Issue (i): Whether, where an appeal against an assessment is pending, the proviso to section 41(1) requires the Agricultural Income-tax Officer to obtain the appellate authority's sanction before treating the assessee as in default and before proceeding to impose penalty under section 42(1).
Analysis: The main part of section 41(1) deems default on expiry of the time for payment, but the proviso suspends that consequence while an appeal remains undisposed of. In such a case the assessing authority may treat the assessee as not being in default, and if he proposes otherwise, he must refer the matter to the appellate authority and cannot act as though the assessee is in default until orders are received. The power to impose penalty under section 42(1) is discretionary and is available only after the statutory conditions governing default have been satisfied.

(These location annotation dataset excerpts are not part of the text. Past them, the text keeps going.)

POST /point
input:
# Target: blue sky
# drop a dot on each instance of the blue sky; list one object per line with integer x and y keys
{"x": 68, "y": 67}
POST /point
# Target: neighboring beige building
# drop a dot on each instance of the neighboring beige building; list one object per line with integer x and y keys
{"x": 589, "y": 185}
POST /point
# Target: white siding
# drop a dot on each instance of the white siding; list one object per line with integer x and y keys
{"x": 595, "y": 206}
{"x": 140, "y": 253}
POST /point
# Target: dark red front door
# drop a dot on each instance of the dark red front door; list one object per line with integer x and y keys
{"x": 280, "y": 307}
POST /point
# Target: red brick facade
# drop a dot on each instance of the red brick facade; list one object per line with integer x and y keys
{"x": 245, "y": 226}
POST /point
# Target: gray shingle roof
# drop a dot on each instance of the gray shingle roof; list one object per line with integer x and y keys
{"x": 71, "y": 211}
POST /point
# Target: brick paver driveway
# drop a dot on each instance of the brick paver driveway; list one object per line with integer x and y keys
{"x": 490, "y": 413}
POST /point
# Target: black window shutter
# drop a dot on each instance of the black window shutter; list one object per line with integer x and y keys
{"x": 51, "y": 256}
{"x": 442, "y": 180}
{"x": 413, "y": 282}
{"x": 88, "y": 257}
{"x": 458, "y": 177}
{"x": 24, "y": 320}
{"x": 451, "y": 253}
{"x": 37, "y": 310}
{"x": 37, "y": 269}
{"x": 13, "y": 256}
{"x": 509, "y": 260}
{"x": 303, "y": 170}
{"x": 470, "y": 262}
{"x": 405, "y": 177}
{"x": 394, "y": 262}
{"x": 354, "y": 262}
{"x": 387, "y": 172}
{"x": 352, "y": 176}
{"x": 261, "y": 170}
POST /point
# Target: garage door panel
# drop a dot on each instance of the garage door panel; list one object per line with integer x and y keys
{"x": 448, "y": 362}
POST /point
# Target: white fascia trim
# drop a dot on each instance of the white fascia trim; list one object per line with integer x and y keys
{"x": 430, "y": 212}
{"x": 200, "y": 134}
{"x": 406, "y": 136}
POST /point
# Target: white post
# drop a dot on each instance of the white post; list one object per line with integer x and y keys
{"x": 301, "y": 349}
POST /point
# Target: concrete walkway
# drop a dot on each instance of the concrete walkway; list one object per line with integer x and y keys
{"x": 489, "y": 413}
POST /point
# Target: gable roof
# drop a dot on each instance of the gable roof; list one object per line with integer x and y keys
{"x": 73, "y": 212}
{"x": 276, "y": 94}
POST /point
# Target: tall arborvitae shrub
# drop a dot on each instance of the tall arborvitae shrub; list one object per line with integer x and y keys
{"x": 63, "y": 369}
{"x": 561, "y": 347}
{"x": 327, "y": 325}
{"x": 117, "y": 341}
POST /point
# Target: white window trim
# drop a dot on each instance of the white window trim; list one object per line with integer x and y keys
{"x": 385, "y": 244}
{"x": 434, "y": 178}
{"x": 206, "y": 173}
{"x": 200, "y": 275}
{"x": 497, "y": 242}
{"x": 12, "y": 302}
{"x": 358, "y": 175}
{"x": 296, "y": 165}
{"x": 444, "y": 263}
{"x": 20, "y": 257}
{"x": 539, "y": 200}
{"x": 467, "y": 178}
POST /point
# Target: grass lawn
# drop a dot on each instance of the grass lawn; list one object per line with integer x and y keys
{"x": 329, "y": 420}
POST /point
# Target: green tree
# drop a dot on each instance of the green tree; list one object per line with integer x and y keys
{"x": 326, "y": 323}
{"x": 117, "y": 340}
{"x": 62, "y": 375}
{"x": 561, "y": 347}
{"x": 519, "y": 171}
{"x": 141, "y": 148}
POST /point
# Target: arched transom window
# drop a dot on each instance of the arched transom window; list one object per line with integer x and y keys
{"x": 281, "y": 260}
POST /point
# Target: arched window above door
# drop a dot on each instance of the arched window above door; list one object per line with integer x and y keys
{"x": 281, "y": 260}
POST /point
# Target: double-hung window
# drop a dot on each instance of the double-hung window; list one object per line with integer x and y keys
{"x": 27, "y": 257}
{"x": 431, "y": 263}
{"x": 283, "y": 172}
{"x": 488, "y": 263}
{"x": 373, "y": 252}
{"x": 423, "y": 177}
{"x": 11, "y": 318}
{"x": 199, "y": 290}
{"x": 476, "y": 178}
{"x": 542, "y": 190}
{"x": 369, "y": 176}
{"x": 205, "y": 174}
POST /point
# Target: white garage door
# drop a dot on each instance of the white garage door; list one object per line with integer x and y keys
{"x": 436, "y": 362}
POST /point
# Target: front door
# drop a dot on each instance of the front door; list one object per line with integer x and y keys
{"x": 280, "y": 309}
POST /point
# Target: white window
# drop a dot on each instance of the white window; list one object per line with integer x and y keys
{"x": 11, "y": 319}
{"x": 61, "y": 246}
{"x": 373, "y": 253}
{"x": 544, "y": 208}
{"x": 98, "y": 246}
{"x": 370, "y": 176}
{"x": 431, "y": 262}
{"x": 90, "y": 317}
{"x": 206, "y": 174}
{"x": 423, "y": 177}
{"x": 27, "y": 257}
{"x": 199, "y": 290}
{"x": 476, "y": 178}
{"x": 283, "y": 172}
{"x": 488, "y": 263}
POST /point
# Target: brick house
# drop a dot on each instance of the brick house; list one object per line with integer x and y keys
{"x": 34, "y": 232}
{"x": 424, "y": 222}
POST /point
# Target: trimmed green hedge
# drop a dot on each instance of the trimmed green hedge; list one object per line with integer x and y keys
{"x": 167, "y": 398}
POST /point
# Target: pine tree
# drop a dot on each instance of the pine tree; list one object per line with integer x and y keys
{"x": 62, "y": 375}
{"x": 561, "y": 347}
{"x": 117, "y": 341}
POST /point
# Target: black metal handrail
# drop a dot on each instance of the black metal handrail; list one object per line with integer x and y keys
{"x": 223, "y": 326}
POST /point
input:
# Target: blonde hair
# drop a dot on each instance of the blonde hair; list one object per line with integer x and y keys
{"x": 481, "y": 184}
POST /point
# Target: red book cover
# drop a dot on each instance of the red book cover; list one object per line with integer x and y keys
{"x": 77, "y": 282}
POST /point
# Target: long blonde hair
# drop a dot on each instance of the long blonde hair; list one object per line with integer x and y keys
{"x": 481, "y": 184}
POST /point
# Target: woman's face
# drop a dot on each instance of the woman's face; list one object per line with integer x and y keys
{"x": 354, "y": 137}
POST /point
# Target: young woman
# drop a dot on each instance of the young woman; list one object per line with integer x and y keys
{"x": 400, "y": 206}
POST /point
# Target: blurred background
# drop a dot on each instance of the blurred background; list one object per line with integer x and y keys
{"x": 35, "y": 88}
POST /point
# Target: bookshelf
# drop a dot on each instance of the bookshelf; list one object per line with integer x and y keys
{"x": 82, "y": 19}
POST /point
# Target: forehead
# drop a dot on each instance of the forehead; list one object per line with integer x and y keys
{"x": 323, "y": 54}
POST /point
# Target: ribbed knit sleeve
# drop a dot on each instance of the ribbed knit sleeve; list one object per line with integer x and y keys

That discretion is required to be exercised judicially and by reference to relevant circumstances.
Conclusion: Yes. The proviso makes prior sanction of the appellate authority necessary before the assessee can be treated as in default during the pendency of the appeal, and penalty under section 42(1) can follow only after that statutory safeguard is complied with.
Issue (ii): Whether the impugned order was invalid for failing to disclose the sanction obtained and the reasons showing judicial exercise of discretion.
Analysis: An order made under the proviso to section 41(1) and under section 42(1) must be a positive, communicable decision and should disclose the jurisdictional basis, including the fact of prior sanction where that sanction is the source of authority to proceed. Because the decision affects substantive rights and may expose the assessee to penalty, the order must show on its face that the officer applied his mind to relevant considerations and exercised discretion judicially. The impugned order contained no statement of prior sanction and no indication of any reasoned exercise of discretion. The defect was not cured by the contents of the departmental record.
Conclusion: The order was invalid and liable to be quashed because it failed to disclose the essential jurisdictional fact and did not show a judicial exercise of discretion.
Final Conclusion: The writ petition succeeded and the penalty order and consequential demand were set aside, leaving no costs order against the assessee.
Ratio Decidendi: When a taxing statute makes the continuation of default dependent on an appellate-sanctioned decision during the pendency of an appeal, the assessing authority must record that sanction and must show a judicially reasoned exercise of discretion before imposing penalty; omission to disclose these essentials renders the order invalid.